ID resource organisasi versus ID pelanggan Google Workspace

Jika Anda menggunakan batasan terkelola lama iam.allowedPolicyMemberDomains untuk menerapkan berbagi yang dibatasi domain, Anda dapat membatasi akses berdasarkan ID resource organisasi atau ID pelanggan Google Workspace.

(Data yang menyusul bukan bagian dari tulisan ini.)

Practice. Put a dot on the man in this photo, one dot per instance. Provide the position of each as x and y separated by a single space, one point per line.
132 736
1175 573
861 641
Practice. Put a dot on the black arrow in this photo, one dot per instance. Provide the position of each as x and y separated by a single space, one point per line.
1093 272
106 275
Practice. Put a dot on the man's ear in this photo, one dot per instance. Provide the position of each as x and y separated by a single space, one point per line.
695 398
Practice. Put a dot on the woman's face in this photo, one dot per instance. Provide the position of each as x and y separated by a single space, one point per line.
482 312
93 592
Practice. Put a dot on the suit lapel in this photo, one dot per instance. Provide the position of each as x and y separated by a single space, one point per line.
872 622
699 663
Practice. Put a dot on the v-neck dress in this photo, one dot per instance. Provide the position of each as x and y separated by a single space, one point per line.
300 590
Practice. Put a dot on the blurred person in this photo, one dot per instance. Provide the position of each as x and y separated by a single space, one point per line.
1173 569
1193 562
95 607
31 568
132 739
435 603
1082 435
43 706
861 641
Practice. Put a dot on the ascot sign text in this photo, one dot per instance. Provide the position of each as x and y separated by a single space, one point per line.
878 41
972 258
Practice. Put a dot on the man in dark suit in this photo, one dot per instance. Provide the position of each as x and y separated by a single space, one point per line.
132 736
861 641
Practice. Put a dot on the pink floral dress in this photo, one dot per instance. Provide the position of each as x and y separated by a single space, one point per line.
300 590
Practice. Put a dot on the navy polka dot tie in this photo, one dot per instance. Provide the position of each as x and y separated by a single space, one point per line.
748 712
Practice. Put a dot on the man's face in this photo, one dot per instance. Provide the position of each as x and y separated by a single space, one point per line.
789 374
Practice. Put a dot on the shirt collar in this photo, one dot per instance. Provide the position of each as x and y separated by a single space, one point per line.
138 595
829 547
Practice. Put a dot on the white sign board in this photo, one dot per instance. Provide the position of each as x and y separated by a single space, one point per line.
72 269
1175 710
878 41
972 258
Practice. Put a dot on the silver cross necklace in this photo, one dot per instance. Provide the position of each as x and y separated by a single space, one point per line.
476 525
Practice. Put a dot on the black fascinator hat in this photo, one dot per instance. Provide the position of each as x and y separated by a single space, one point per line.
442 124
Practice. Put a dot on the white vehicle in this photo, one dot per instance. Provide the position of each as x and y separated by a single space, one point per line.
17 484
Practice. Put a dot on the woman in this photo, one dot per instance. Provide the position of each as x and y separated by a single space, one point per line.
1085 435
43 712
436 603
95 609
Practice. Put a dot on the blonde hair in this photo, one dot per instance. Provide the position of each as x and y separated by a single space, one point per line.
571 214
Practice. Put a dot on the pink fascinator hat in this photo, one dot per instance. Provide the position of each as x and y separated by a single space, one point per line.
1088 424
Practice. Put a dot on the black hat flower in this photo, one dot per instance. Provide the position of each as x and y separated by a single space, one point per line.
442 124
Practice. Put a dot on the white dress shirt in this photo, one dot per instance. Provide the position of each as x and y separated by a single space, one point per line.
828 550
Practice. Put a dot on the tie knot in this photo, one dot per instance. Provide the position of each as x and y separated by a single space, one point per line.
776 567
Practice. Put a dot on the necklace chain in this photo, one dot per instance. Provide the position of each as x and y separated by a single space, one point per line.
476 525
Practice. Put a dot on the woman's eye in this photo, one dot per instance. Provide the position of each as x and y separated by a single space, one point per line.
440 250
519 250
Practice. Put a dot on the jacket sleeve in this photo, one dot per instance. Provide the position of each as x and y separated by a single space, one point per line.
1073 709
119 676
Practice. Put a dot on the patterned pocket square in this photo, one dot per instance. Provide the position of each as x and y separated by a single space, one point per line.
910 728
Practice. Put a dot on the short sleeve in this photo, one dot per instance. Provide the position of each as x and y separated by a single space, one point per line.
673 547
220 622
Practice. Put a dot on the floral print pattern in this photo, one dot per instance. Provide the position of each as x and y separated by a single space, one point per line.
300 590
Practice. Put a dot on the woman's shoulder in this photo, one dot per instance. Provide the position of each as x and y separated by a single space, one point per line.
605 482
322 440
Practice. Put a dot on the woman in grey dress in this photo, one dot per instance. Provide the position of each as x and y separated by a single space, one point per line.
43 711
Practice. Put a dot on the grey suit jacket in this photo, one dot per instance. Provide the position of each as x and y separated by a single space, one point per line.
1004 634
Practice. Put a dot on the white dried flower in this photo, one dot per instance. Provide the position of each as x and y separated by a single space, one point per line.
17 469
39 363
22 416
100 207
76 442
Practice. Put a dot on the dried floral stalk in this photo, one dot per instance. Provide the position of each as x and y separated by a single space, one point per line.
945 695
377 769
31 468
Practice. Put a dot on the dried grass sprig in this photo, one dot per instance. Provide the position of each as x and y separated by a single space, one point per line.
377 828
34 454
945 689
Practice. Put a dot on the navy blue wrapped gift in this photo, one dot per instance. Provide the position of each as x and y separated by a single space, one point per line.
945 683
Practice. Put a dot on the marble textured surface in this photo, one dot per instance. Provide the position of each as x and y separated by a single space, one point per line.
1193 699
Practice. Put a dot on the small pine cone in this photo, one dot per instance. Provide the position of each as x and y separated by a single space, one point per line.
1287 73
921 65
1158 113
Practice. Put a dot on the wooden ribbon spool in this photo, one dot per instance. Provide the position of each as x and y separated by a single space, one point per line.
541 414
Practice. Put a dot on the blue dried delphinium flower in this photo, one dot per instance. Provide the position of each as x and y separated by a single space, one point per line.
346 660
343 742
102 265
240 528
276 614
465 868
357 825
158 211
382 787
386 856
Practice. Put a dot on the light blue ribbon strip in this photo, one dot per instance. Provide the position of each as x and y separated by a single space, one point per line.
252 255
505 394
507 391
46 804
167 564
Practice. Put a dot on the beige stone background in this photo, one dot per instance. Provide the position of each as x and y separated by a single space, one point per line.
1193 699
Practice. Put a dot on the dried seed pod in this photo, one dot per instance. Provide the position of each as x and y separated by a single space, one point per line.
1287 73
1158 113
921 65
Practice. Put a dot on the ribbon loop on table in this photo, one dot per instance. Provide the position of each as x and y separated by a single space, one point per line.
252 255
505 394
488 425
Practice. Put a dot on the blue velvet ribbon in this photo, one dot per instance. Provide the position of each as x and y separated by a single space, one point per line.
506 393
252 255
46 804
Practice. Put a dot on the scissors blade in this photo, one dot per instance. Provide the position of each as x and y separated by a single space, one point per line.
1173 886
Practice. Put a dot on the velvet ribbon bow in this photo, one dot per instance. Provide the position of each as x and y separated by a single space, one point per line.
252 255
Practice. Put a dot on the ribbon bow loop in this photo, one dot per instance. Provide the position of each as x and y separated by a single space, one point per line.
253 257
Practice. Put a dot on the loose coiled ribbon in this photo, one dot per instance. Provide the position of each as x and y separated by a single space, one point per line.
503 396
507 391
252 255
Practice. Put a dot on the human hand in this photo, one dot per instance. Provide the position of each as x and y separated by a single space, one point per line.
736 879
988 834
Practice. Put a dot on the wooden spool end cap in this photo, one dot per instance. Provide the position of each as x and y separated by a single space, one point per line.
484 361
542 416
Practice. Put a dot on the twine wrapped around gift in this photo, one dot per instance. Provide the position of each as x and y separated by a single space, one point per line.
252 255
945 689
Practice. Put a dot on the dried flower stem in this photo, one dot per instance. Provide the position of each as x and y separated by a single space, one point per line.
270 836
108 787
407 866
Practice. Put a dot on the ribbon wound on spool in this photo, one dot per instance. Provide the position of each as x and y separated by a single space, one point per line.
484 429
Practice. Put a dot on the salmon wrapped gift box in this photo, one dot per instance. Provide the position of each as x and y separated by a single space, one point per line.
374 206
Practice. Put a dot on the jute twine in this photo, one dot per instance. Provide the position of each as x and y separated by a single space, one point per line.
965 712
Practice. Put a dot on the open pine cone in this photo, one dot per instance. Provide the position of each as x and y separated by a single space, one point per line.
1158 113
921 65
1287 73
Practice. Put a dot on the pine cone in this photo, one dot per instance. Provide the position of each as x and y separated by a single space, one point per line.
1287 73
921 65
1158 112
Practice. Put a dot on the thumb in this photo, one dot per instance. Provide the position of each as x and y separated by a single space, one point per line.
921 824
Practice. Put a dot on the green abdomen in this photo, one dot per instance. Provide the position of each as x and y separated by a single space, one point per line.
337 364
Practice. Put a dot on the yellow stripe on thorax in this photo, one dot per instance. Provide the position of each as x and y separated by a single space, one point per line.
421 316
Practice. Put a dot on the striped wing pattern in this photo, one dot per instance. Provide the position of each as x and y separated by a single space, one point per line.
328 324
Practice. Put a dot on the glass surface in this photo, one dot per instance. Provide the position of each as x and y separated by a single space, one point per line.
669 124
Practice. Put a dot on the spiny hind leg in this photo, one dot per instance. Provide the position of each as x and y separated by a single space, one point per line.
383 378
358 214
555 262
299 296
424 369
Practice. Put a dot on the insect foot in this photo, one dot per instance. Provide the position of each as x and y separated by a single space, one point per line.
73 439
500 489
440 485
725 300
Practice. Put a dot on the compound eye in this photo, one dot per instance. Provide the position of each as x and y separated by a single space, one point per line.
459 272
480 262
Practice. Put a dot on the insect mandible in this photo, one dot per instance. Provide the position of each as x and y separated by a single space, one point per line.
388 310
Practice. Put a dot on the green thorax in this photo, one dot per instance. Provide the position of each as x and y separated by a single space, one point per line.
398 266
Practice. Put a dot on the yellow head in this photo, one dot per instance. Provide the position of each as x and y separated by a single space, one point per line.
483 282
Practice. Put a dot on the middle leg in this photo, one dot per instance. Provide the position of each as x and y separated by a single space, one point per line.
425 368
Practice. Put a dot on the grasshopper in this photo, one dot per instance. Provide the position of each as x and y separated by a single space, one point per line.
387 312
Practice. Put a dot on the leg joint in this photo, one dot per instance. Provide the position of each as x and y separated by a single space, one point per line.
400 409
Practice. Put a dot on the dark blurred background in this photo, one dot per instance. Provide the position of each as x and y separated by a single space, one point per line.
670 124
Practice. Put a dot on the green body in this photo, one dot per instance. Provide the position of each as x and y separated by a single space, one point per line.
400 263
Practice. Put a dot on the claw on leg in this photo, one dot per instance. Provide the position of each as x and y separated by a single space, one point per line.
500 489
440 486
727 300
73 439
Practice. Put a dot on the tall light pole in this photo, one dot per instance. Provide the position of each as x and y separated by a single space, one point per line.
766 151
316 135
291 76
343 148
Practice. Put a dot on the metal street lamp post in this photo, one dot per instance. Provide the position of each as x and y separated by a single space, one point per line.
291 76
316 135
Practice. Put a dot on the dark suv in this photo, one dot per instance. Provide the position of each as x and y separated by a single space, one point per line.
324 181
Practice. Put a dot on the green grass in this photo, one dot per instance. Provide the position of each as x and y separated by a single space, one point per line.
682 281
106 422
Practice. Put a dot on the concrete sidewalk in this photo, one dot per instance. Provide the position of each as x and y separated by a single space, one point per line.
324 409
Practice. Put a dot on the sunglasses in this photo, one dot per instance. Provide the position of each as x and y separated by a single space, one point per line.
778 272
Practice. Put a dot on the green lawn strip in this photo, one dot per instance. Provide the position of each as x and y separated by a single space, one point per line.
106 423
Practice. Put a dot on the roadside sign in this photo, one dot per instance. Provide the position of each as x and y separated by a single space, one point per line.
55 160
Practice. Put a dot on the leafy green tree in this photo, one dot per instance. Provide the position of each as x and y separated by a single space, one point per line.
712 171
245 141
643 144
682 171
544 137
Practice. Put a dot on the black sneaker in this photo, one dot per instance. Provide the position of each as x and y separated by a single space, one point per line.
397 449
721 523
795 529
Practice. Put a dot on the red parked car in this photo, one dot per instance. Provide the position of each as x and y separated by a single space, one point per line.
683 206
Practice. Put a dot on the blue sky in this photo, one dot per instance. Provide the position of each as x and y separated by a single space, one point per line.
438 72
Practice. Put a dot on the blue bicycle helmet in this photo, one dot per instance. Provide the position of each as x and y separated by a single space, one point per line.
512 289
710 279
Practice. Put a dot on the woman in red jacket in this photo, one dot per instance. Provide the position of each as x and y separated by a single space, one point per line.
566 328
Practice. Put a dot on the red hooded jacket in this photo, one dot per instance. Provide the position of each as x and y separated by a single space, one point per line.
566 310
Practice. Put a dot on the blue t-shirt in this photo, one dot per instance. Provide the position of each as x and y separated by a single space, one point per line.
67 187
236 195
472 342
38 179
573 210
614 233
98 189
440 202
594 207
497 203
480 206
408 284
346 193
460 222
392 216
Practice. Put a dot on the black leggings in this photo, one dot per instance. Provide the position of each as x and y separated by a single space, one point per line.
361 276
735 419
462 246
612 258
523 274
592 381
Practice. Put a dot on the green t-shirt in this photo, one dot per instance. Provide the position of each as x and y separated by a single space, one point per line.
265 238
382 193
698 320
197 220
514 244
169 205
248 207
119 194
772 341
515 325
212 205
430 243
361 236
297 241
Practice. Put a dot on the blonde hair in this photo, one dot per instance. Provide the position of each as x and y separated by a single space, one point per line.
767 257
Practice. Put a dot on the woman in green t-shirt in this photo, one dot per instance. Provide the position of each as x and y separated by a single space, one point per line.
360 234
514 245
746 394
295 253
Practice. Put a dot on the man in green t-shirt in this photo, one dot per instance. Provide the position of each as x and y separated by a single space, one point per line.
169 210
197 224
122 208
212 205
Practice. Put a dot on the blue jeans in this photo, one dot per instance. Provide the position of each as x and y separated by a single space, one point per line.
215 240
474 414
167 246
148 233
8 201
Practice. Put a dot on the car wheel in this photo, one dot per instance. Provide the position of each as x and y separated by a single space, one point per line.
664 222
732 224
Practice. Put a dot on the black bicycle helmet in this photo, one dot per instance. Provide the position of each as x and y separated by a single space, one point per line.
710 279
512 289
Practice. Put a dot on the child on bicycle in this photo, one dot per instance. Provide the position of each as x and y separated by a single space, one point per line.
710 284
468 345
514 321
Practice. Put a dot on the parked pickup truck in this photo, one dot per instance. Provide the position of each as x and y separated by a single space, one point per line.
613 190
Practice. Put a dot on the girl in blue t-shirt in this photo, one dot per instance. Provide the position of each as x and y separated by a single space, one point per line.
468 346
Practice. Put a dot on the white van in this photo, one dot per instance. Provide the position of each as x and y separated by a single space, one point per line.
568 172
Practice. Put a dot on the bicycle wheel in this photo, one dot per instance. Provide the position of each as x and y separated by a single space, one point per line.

Menggunakan ID resource organisasi Anda memungkinkan akun utama berikut diberi peran di organisasi Anda:

Semua workforce identity pool di organisasi Anda
Semua akun layanan dan workload identity pool dalam project apa pun di organisasi
Semua agen layanan yang terkait dengan resource di organisasi Anda

Menggunakan ID pelanggan Google Workspace Anda memungkinkan pokok keamanan berikut diberi peran di organisasi Anda:

Semua identitas di semua domain, termasuk subdomain, yang terkait dengan ID pelanggan Google Workspace Anda
Semua workforce identity pool di organisasi Anda
Semua akun layanan dan workload identity pool dalam project apa pun di organisasi
Semua agen layanan yang terkait dengan resource di organisasi Anda.

Jika Anda ingin menerapkan berbagi dengan batasan domain untuk subdomain tertentu, Anda harus membuat akun Google Workspace terpisah untuk setiap subdomain. Untuk informasi selengkapnya tentang cara mengelola beberapa akun Google Workspace, lihat Mengelola beberapa organisasi.